ヒート1で増田一将、ヒート2で熱田孝高が優勝!
TEAM HRCがIA1クラス両ヒート制覇!

2008年9月7日(日)
決勝
会場:奈良県・名阪スポーツランド
天候:晴れ時々曇り一時雨
気温:28℃
コースコンディション:ドライ
観客:1万2122人

約1カ月半のサマーブレイクも終わり、いよいよシーズン終盤を迎えた今季の全日本モトクロス選手権シリーズ。残り3戦のうち最初の大会となった第8戦近畿大会が、今季開幕戦と同じコース、奈良県の名阪スポーツランドで開催された。

金曜日夕方に激しい雨が降り、練習走行と予選が行われた土曜日は、かなり軟らかい路面コンディション。しかし、サンド質の路面を持つこのコースは水はけが非常によく、日曜日の決勝レースまでにはベストコンディションへと回復した。また、日曜日は朝から気温が上昇。各クラスともタフなレースとなった。
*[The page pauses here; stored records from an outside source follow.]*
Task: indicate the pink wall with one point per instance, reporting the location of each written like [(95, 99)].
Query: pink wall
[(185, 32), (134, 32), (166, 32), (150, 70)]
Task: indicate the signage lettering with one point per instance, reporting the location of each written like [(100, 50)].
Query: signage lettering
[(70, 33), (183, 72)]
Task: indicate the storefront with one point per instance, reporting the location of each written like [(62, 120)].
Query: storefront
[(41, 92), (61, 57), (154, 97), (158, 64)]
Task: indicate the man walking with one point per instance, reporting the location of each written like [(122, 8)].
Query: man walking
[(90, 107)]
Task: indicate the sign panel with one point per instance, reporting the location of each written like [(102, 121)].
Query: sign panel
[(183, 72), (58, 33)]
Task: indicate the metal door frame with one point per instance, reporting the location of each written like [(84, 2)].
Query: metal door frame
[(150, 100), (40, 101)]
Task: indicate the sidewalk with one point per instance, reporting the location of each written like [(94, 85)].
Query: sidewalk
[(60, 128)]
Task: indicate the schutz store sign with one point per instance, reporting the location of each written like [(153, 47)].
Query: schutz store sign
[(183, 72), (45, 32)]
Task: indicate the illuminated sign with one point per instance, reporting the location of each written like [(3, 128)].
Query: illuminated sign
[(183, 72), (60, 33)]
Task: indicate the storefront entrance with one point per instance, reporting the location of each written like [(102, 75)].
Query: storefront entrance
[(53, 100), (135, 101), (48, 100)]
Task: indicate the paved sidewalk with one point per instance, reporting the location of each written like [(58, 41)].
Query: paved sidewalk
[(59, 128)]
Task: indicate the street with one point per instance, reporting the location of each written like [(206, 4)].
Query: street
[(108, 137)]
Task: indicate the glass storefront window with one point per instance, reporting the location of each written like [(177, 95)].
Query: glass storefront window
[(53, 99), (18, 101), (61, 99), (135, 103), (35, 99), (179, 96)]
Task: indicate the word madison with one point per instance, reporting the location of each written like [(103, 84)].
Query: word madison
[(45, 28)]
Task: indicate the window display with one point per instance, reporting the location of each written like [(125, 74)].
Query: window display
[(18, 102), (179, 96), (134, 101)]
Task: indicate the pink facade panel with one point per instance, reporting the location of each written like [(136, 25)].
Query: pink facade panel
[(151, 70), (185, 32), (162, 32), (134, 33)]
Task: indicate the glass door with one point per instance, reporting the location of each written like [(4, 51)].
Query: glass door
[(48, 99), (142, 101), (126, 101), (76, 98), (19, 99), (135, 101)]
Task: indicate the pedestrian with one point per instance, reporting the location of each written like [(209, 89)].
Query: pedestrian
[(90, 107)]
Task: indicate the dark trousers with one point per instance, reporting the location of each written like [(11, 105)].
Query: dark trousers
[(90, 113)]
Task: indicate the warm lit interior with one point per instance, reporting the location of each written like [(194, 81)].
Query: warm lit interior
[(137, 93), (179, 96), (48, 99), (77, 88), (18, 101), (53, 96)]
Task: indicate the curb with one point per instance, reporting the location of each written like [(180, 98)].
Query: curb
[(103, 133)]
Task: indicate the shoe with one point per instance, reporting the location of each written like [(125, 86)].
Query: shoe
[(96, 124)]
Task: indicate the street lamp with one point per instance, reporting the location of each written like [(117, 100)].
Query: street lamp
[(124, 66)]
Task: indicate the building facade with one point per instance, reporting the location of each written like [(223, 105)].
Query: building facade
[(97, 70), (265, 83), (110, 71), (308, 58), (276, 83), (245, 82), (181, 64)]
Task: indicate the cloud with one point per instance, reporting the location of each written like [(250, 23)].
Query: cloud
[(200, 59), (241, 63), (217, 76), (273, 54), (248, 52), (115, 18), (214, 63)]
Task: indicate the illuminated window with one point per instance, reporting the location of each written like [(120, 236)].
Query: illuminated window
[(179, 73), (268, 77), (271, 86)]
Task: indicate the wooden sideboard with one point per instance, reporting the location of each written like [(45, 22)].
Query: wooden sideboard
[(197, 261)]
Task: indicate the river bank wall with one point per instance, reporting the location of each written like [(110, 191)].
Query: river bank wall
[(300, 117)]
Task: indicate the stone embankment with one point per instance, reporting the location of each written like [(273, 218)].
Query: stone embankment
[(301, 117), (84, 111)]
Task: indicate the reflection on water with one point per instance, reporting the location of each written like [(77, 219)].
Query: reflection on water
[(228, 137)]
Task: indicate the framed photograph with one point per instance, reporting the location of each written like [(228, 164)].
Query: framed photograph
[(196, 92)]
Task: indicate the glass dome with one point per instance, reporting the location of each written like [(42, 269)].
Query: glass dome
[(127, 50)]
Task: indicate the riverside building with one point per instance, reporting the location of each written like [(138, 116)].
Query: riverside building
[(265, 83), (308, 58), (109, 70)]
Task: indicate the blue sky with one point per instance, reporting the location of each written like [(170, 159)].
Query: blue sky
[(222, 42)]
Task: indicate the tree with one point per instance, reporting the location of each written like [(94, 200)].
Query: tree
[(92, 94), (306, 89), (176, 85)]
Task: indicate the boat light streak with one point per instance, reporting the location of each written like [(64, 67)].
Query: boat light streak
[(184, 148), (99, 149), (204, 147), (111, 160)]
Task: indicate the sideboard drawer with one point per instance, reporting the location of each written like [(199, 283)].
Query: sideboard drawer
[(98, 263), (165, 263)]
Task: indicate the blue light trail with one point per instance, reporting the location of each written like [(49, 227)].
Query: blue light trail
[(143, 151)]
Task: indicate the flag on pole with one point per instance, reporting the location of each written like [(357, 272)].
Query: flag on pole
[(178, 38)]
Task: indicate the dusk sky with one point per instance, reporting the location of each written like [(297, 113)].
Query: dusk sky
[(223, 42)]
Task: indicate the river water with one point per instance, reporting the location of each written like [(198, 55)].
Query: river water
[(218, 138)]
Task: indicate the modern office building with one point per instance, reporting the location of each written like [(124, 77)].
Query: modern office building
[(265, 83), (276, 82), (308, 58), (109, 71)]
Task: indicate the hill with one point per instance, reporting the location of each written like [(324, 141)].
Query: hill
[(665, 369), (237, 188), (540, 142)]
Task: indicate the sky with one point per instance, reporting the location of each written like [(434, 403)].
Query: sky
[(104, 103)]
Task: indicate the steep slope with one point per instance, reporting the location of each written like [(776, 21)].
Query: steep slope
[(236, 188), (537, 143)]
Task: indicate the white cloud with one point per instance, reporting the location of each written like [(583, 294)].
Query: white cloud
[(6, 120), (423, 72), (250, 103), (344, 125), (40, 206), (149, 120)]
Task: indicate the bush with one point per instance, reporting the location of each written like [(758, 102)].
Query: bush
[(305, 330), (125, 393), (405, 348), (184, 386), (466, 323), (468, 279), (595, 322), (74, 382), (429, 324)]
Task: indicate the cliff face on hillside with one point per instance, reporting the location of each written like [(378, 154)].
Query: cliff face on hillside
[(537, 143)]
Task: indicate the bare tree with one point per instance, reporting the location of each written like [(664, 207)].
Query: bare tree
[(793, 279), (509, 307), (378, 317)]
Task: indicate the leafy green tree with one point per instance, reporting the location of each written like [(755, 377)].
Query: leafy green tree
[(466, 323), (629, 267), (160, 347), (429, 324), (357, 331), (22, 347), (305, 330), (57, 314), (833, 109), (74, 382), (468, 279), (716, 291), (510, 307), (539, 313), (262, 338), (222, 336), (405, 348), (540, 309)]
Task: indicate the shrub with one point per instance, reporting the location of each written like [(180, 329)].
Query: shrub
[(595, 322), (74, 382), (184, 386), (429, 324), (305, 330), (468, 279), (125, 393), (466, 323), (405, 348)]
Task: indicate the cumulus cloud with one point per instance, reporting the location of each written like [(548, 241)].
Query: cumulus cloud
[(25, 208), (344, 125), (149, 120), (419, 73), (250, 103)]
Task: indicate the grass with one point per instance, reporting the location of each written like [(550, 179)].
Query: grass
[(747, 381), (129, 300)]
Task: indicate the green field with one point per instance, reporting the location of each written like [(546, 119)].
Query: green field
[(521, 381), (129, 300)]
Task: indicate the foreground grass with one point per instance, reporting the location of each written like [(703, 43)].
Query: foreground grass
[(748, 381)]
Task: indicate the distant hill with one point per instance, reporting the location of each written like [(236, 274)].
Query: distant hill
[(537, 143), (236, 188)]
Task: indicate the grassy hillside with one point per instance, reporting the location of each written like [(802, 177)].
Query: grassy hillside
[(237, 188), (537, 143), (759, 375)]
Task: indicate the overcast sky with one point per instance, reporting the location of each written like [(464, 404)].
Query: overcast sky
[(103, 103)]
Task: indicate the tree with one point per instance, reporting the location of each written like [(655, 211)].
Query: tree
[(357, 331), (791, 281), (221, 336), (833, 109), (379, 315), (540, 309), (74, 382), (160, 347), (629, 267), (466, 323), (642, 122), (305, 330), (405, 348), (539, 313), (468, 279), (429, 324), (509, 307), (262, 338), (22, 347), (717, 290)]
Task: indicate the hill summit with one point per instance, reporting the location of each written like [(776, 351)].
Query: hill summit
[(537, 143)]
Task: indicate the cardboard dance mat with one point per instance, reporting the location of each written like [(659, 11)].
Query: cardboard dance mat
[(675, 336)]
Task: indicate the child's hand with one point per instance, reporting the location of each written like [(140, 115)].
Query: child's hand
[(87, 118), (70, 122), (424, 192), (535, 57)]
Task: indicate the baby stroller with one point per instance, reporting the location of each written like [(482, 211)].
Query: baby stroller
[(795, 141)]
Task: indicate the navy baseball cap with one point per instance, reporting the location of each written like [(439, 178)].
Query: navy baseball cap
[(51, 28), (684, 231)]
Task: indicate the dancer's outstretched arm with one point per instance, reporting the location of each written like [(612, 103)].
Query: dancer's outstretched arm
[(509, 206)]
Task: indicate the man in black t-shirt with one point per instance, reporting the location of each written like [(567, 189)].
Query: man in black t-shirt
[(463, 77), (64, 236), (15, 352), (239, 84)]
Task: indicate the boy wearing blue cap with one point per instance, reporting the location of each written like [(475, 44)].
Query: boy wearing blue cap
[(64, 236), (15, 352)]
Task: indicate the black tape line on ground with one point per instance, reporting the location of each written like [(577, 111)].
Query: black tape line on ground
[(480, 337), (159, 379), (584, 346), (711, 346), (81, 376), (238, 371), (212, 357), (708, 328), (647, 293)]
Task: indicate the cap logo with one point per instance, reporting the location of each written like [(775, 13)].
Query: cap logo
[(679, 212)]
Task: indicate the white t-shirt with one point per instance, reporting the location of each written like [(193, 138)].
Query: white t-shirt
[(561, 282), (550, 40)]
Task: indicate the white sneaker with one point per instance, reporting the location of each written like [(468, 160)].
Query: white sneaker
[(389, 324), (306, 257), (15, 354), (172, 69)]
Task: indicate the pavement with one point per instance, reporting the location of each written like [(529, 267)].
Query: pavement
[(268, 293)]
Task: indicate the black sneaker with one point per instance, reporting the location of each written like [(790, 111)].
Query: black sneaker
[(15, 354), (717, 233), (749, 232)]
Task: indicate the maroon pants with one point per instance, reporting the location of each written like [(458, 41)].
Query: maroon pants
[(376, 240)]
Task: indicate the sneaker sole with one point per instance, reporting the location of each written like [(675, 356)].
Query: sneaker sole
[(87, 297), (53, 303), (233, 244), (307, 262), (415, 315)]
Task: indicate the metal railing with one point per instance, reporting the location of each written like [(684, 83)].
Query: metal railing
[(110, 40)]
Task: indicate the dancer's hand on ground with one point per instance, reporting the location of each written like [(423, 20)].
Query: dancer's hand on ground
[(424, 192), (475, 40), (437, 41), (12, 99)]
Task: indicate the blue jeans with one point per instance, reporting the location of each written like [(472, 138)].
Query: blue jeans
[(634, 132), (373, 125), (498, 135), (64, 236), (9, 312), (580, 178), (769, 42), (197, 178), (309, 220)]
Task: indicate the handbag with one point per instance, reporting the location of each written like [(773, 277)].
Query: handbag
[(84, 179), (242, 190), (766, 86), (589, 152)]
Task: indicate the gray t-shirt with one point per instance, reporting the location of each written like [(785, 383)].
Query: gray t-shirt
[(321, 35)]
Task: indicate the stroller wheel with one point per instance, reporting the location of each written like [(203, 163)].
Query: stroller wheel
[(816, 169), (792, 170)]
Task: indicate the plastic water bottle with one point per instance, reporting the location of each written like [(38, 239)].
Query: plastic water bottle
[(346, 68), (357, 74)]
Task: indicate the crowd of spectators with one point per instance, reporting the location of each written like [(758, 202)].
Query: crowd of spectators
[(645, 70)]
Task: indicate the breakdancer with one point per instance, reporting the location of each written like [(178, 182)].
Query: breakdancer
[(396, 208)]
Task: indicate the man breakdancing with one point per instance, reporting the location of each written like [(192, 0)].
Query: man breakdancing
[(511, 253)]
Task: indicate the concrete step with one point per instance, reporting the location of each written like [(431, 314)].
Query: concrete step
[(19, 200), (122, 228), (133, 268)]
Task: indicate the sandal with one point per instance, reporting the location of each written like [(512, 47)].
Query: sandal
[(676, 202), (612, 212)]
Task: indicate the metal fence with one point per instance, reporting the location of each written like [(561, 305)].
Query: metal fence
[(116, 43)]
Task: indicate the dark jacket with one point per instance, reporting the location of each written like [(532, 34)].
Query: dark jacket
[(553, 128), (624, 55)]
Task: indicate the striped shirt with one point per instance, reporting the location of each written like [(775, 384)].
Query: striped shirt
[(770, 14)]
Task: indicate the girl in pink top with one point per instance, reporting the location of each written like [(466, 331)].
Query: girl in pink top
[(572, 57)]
HondaファクトリーチームのTEAM HRCからは、IA1に増田一将と熱田孝高がエントリー。しかし、IA2クラスのポイントリーダーとなっている平田優は、今大会前の練習走行で負傷し、欠場となってしまった。また、HondaがサポートするTeam BAS with ITOMOからは、福留善秀がIA1に参戦した。

▼IA1(450/250)ヒート1
ホールショットの小島庸平(スズキ)を、福留、増田、熱田のHonda勢がピタリとマークしてレースがスタート。3周目、熱田は成田亮(ヤマハ)に抜かれて5番手に後退してしまったが、福留はこのヒートの最速ラップタイムを叩き出し、小島に肉迫した。しかし抜くには至らず。7周目には増田がこの福留をパスした。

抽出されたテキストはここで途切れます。